I would agree with Drink. Using names such as Arbat gives _couleur locale_ which I, for one, like very much when reading about other countries. And a brief description would, of course, be useful. 

As for 'international audience' being unfamiliar with Arbat - millions of foreign tourists and various delegations visit Moscow and Arbat figures high on the tourist menu. There are also plenty of expats living in the city. I believe quite a few people all over the world have seen Arbat or heard about it.


----------



## Rosett

"Сочинский Арбат" is a pretentious name, heavy inflated by the local real estate marketing. Most of the references give it in quotes and/or add "так называемый". The entire New Sochi is now like Нью-Васюки after the Interplanetary Chess Congress, and there's nothing sacred or unparalleled like Arbat; it's now just a fashionable commercial pedestrian street with no history behind. It used to be Навагинская and was scrambled to convert into what everyone can see now just before the Olympics opening.
Навагинская почти за 2 месяца превратилась в сочинский Арбат
29.11.2013 16:31. Реконструкция одной из центральных улиц практически завершена.
I'd translate it in the given context just as "Sochi's fashionable Promenade."


----------



## Drink

The topic here is how to translate "сочинский Арбат", not whether "сочинский Арбат" is an appropriate name.


----------



## Rosett

Drink said:


> The topic here is how to translate "сочинский Арбат", not whether "сочинский Арбат" is an appropriate name.


You won't get it right otherwsie.


----------



## Q-cumber

rusita preciosa said:


> Are you asking for a good replacement for Arbat, so that broader international audience understands the point? In that case let us know who the audience is (Americans? Europeans?...).
> 
> If it is 'foreigners' overall, I'd vote for Montmartre or Portobello Road. Broadway is not a pedestrian street with street artists, musicians and outdoor touristy knick-knacks stalls.
> 
> I suggest you ask the question in Culture cafe, it has good international representation, they would be able to give you better perspective.


I was also thinking on the variant with Montmartre.


----------



## Rosett

Q-cumber said:


> I was also thinking on the variant with Montmartre.

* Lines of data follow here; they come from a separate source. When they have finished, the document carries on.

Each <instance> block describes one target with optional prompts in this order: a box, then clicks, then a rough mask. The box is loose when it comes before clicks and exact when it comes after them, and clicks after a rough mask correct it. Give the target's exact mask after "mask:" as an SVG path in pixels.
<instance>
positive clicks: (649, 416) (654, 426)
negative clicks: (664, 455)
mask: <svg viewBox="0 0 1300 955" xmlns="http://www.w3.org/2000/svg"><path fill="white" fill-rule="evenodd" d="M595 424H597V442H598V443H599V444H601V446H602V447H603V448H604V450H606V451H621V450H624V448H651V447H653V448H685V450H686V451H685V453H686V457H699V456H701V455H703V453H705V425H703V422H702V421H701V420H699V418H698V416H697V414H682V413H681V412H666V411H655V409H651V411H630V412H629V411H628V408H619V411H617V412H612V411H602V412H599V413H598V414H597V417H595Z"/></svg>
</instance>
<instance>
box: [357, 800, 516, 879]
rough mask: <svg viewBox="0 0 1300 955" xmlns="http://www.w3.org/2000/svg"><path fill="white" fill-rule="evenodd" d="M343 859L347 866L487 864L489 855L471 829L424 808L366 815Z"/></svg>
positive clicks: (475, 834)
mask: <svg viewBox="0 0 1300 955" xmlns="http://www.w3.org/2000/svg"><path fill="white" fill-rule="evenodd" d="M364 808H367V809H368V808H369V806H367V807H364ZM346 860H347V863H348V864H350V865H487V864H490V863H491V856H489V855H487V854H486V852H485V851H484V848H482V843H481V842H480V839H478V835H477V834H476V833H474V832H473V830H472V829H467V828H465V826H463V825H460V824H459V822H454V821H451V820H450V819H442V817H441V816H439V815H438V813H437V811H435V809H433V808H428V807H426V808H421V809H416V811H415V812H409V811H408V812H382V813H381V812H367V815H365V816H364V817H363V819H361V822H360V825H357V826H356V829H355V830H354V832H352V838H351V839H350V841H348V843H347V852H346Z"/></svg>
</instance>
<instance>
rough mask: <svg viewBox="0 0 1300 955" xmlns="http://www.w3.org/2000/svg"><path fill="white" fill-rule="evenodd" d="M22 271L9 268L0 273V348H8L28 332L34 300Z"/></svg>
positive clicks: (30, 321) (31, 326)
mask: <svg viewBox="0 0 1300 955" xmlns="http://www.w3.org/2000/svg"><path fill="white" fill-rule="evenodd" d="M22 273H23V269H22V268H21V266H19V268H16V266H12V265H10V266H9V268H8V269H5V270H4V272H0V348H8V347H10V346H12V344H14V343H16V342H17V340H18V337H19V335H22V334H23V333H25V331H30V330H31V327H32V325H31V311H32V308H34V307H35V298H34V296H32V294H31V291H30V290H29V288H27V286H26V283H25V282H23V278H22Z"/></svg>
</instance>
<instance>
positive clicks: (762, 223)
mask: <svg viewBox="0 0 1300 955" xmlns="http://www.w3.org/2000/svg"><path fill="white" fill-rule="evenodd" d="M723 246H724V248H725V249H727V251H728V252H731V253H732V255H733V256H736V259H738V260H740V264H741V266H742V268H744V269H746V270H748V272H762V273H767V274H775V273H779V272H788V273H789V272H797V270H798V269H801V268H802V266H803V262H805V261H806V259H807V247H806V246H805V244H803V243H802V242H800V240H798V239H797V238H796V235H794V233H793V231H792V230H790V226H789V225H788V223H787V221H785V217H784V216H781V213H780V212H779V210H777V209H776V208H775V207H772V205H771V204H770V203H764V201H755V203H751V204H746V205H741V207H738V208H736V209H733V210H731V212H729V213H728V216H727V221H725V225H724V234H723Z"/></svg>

You may want to check it out here:
Пешеходная улица Навагинская в городе Сочи
and here:
A Paris Guide: A Walk Through Montmartre

It's a kind of nothing in common, and with the Arbat, too.


----------



## Boyar

Terrific discussion and insights! Thanks so much to all involved 



Drink said:


> I think it would be appropriate to say something like "Sochi's equivalent of Moscow's Arbat or Paris's Monmartre". If you give a brief description afterwards, it won't really matter whether the reader is familiar with either of them.


Thank you, *Drink*, for your inspiring suggestion that encouraged me to do my own search on the web:

If Fifth Avenue is the New York _equivalent_ of London's Bond Street, what is the New York equivalent of London's Oxford Street? (funtrivia.com)

The ban on new bars downtown has been in place since 2003, prompted by concerns at the time that a string of new night spots popping up along Jefferson Street was turning the area into a _local version_ of Bourbon Street. (theadvocate.com)

_So ... the coffee-house is located in what is *a local version of the fashionable Arbat Street in Moscow*..._

Another option could come from the examples below:

New York City had _its own version_ of Chestnut Street, but it was a far less busy place for most of the eighteenth century. (gilderlehrman.org)
(NY's Wall Street is compared here to Chestnut Street in Philadelphia)

The rest of us live in a suburb, _our own version_ of "Elm Street." (urbansurvivalusa.com)


----------